After arriving in Buenos Aires on their first day in the country, the travelers settled into the Recoleta neighborhood by taking in the sites of the city, a tango show, and a visit to the Recoleta Cemetery. The famous final resting place is home to such dignitaries as Carlos Saavedra Lamas, the first Latin American recipient of the Nobel Peace Prize; 18 former Presidents; and Eva Perón. It’s widely considered to be one of the most beautiful cemeteries in the world.

They also visited an estancia, which all the Texan travelers recognized as a bit like home.

“An estancia is like a Texas ranch, except a lot more high-end,” Clifton says. “The gauchos, or cowboys, are more ornate. All their horses’ bridles are encrusted with silver.”

They were treated to a special gaucho show, one in which, among other maneuvers, a gilded horse laid down and did yoga poses, draped in a UT flag.

It had to feel like home—sort of—until the group found themselves caught in the middle of a teachers’ protest against Cristina Kirchner, the president of Argentina, regarding an increase in pay. Feeling the importance of education, some of the group walked with the teachers in a move of solidarity.

After their brief political moment, the group set out for Mendoza, Argentina’s wine country, a complete change of pace.

They visited the Norton and Toso Vineyards, where they were greeted with, as they had grown accustomed to, another delicious asado lunch.

The real takeaway for passengers in Mendoza, though, was the serene scenery. Upon arriving in Aconcagua, the highest peak in South America, the guides navigating the terrain for the Flying Longhorns were taken aback. The group had picked a great time to visit Mendoza, as they saw no less than four condors, a rarity.

“Our guides were like, ‘We never see these,’” Clifton says. “It was like the Texas Exes were attracting condors.”

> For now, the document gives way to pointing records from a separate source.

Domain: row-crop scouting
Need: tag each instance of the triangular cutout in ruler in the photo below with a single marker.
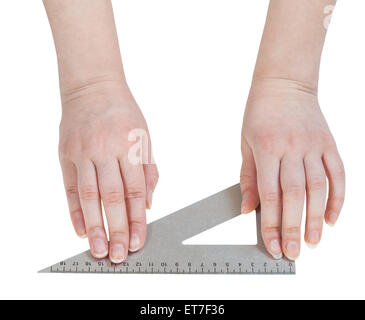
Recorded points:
(165, 253)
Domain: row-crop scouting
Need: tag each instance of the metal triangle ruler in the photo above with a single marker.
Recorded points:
(164, 252)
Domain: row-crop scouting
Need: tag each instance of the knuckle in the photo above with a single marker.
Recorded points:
(316, 219)
(291, 230)
(265, 142)
(294, 191)
(270, 196)
(337, 201)
(339, 173)
(269, 229)
(112, 197)
(71, 191)
(317, 183)
(135, 193)
(88, 193)
(118, 234)
(95, 231)
(76, 213)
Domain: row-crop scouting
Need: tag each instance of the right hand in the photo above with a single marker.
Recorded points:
(97, 125)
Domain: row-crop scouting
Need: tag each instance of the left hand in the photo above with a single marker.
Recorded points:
(288, 151)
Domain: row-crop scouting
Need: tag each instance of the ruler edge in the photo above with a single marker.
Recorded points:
(48, 270)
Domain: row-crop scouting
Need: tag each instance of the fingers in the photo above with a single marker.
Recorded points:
(70, 182)
(135, 195)
(112, 195)
(91, 207)
(151, 179)
(292, 178)
(336, 177)
(270, 200)
(316, 186)
(250, 196)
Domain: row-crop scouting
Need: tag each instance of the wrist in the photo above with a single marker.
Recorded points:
(278, 88)
(106, 86)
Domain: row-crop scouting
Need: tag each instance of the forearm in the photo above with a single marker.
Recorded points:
(292, 42)
(86, 43)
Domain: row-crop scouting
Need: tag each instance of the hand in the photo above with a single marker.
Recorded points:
(94, 149)
(287, 151)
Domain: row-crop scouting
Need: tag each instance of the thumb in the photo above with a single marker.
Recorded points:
(248, 181)
(151, 179)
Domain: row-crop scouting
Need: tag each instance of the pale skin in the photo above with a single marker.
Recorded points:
(288, 151)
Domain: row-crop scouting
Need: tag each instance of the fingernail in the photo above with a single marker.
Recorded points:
(100, 249)
(292, 250)
(149, 199)
(276, 249)
(134, 243)
(243, 203)
(313, 239)
(81, 232)
(332, 219)
(117, 253)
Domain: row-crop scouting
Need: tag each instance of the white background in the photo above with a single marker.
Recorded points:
(189, 65)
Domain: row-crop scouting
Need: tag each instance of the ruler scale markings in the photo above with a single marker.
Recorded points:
(164, 252)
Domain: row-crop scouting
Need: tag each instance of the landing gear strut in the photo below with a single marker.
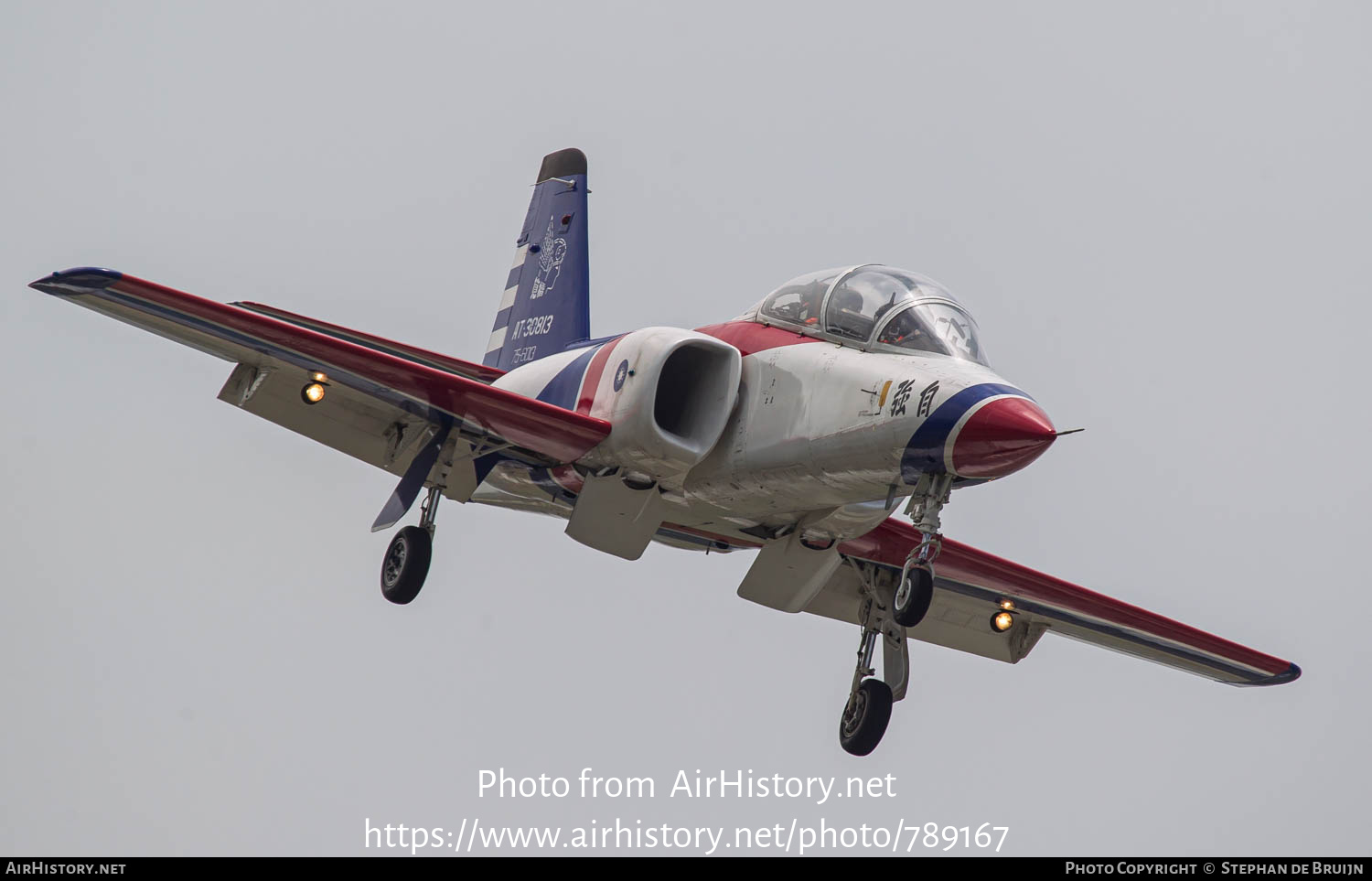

The condors soared around the mountain, the highest on its continent and in the Western and Southern hemispheres. Their local guide had climbed to the 22,837-foot-high peak numerous times, but the Texas Exes didn’t go anywhere near the top. They were just fine with spotting numerous condors from where they were, thank you.

The third and final leg of their trip saw the Flying Longhorns in Patagonia, the aforementioned site of their choral congregation. They flew into Bariloche, their entry point to the Northern Patagonia Lake District, where they checked into their hotel overlooking the glacially carved, dark-blue expanse of Lake Nahuel Huapi, surely the most difficult to pronounce lake in South America. Yet the operose moniker did nothing to detract from its elegance.

“It was easily the most beautiful place I’d ever been,” Clifton says. “The pictures don’t do it justice.”

The region was also a highlight of the trip for Carol Allbritton, who says, succinctly, “Patagonia was fabulous. It was a wonderful experience”

Albritton is no stranger to the Flying Longhorns, as this was her 15th trip with the group. She had previously traveled to Ecuador and Peru with the Texas Exes, and she wanted to visit South America again with them.

“It was very well organized, there were good guides in each location, we saw nice places, and it was very flexible,” Allbritton says. “You can always find something in common with the people on these trips.”


One phrase the group had repeated at every stop was “make it happen.” Porqueras would repeat it at museums, hills to climb, and even restrooms when they were cutting it close on time; it became the Flying Longhorns’ mantra in Argentina. On their final night in Patagonia, the group enjoyed a meal followed by a toast from Clifton. She presented the Make it Happen award to a Texas Exes member who had planned to make the trip to Argentina many years earlier with her husband, before he passed away. Traveling solo, the alumna took initiative at every location, embodying the spirit of their new favorite phrase.

“You came on this trip just as you had planned to with your husband,” Clifton spoke, her glass of Malbec raised in front of a cluster of now-familiar faces. “You made it happen.”